If you’ve never attempted to make candy before, I think I’ve got the perfect recipe to get you started. I know, I know—you don’t have a candy thermometer, you’re afraid of burning things (including yourself), and why would anyone make candy when you can just buy candy? I get it, really I do. But I still think you should make this.
Why? Because where else are you going to find a crisp nut brittle infused with Indian spices? A nut brittle made with pure clover honey instead of corn syrup? Or a super customized candy that contains only the nuts you want, being as though, if you’re not a cashew or pistachio fan, you can use peanuts, almonds, walnuts, pepitas, or whatever you feel like? Right here is where you’ll find it. And, as an added bonus, you don’t even need a candy thermometer to make this delicious treat happen. If you have one, by all means, bust it out. If you don’t, however, you still have no excuse to not make this candy.
Crisp, wonderfully spiced, and absolutely jam packed with nuts, this is homemade candy at its finest. Because I like a high ratio of nuts to sweet stuff, I made this recipe specifically with that preference in mind.
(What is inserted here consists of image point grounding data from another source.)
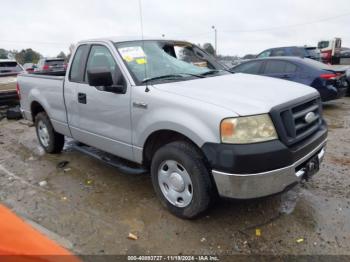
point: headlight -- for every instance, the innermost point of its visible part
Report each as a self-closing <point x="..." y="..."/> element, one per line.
<point x="248" y="129"/>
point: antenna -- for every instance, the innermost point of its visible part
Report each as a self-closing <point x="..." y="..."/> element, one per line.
<point x="143" y="42"/>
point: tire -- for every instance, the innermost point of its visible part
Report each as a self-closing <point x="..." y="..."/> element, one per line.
<point x="49" y="139"/>
<point x="176" y="159"/>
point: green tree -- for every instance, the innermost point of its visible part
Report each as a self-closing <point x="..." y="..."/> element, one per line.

The sweetness of the brittle serves mainly as a lacy structure to hold the nuts together, making every bite a perfect balance of nutty and sweet. Because a lot about the recipe is customizable, you can, as mentioned previously, swap out the nuts you see here for any other nut you like. You can also swap the ginger extract for vanilla extract, the cardamom for cinnamon (or a smaller amount of cayenne pepper or chipotle powder, if you’re looking to make a sweet and spicy candy). It’s great for wrapping up and gifting to friends and family, and, if packed in an airtight container and padded against shattering, it can be shipped across the country and arrive perfectly fresh and tasty as the day it was made. Seriously, just give it a try. You don’t have to make it with gifting in mind, if that takes off any added pressure. You can make it and eat it all yourself, and if you do, I promise I won’t tell a soul.
Last Year: Peppermint Mocha Crinkle Cookies
Indian Cashew and Pistachio Nut Brittle Recipe
As I mentioned earlier, if you don’t have a candy thermometer, you can still make this candy. Though gauging a candy’s doneness can be accomplished by temperature, it can also be accomplished by keeping a close eye on your candy’s color and scent. I’ve added instructions below that address both temperature as well as color and scent.
Heaping ¾ cup granulated sugar
¼ cup water
¼ cup honey
½ teaspoon sea salt
1 cup raw cashews
1 cup raw pistachios
1 tablespoon unsalted butter
¼ teaspoon ground cardamom
½ teaspoon ginger extract (if you can’t locate ginger extract in your local market, it can be ordered from a baking or spice shop, such as this one)
½ teaspoon baking soda
Line a heavy baking sheet with parchment paper, then set aside.
In a large, heavy-bottomed saucepan set over low heat, combine sugar, water, honey, and sea salt. Stir with a wooden spoon until the sugar dissolves. Increase the heat to high and, without stirring, allow the mixture to come to a boil. Boil the mixture for 5 to 8 minutes, without stirring, until the mixture reaches around 260 degrees on a candy thermometer, or, if you don’t have a candy thermometer, until the mixture turns a deep amber color. When the desired temperature or color are reached, immediately stir in the nuts and stir the mixture constantly until it reaches a temperature of 310 degrees or, if you don’t have a candy thermometer, when the mixture turns a deep golden shade of reddish brown and you can smell the nuts toasting and the sugar becoming deeply caramelized.
Immediately remove the pan from the heat, then stir in the butter, cardamom, and ginger extract until evenly incorporated. Add the baking soda (the mixture will bubble and foam for a bit, then reside) and stir until combined. Quickly pour the mixture onto the prepared baking sheet, pouring it around as evenly as possible. Do not bother trying to scrap the last bits of the hot, sugary mixture from the sides of the pan. Gently push the mass of nuts around so it covers as much of the surface of the candy as possible.
Allow the candy to cool completely before breaking into bits and eating or packaging. If you want to speed up the cooling process, you an place the sheet of cooling candy in the freezer and cut your cooling time in half.